Rehabilitation training
– Includes joint activity training, muscle force training, etc., which helps maintain joint function and prevents muscle atrophy.
III. Surgery
Medical treatment may be considered for patients whose medication is ineffective and whose joint deformities seriously affect the quality of life.
1. Bridging of joints
– For patients with severe joint damage, severe pain and visible functional impairments, such as knee joints, hip replacement, etc.
Duscular removal
– Survivorable muscular tissue can be removed to mitigate inflammation, but the effect of the operation is limited and may recur.
Lifestyle adjustments
1. Rest and sports balance
– The period of acute onset should be properly rested to avoid overwork; the period of mitigation should be accompanied by a moderate exercise, such as walking, swimming, yoga, etc., to enhance muscle strength and improve the stability of joints.
2. Dietary adjustment
– A balanced diet that increases the intake of vitamin- and protein-rich foods and avoids the consumption of spicy, greasy and irritating foods.
3. Psychological support
– Rheumatism arthritis is a chronic disease that can lead to psychological problems such as anxiety and depression, requiring the care of family and society and, if necessary, the help of a psychologist.

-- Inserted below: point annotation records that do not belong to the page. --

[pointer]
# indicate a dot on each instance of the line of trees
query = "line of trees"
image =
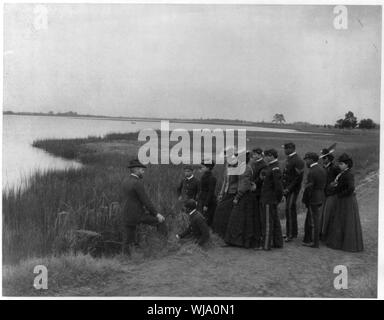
(350, 122)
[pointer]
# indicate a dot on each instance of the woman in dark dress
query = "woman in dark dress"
(241, 226)
(207, 197)
(344, 226)
(332, 170)
(227, 194)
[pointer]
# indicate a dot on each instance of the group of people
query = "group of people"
(245, 212)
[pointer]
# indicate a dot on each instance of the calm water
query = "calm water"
(20, 159)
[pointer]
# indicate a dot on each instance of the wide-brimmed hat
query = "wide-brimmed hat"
(271, 152)
(327, 151)
(289, 145)
(345, 158)
(135, 163)
(208, 163)
(311, 155)
(190, 204)
(257, 150)
(188, 167)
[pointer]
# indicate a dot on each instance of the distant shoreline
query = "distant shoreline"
(207, 121)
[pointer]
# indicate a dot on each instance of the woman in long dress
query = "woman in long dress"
(332, 171)
(344, 226)
(226, 195)
(241, 226)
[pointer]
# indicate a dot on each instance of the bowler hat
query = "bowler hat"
(190, 204)
(345, 158)
(325, 152)
(258, 151)
(208, 163)
(289, 145)
(311, 155)
(135, 163)
(271, 152)
(188, 167)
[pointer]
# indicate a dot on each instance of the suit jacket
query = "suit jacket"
(207, 189)
(293, 173)
(189, 188)
(272, 189)
(135, 199)
(198, 228)
(315, 185)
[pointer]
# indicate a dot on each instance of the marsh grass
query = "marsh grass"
(30, 214)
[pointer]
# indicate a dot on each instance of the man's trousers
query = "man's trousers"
(312, 225)
(271, 227)
(291, 214)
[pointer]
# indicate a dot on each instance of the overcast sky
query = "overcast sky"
(190, 61)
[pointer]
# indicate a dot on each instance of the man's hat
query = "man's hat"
(327, 151)
(345, 158)
(188, 167)
(271, 152)
(289, 145)
(311, 155)
(135, 163)
(258, 150)
(208, 163)
(190, 204)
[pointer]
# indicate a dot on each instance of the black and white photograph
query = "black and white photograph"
(180, 150)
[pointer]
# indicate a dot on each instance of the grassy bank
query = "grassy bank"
(88, 195)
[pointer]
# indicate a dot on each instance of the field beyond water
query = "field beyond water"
(90, 196)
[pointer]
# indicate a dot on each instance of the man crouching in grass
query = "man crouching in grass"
(198, 229)
(135, 199)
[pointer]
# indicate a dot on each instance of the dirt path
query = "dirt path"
(293, 271)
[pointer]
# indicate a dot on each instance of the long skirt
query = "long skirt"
(222, 213)
(328, 211)
(344, 226)
(208, 215)
(241, 229)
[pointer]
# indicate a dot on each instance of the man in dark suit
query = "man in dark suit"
(271, 195)
(292, 179)
(198, 229)
(207, 196)
(135, 199)
(313, 198)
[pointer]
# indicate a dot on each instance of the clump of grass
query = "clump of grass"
(72, 271)
(29, 215)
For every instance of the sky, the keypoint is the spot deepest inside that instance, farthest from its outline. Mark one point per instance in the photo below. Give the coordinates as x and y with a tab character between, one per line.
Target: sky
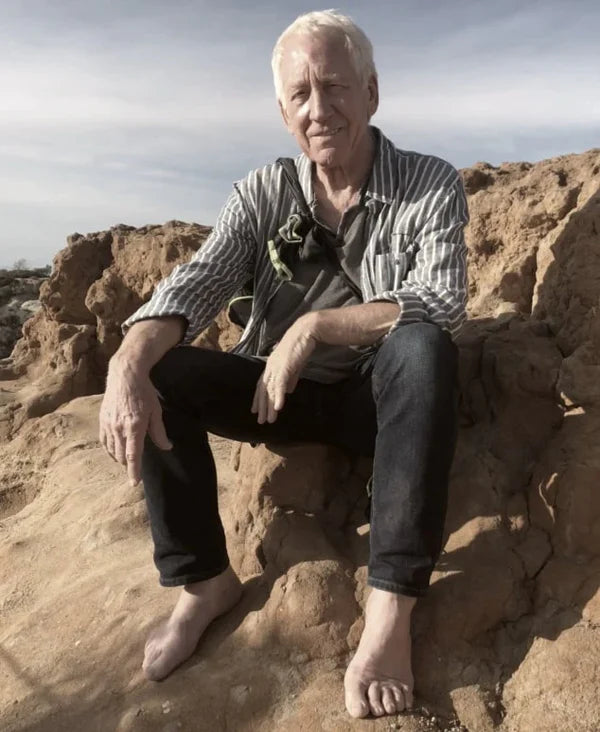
143	111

In general, the treatment of patients with moderate-hemotyphoid arthritis requires a combination of conditions, individual differences and the development of individualized treatment programmes. Under the guidance of a doctor, the rational use of drugs, combined physiotherapy and lifestyle adjustments are carried out in order to control the condition, alleviate the symptoms and improve the quality of life.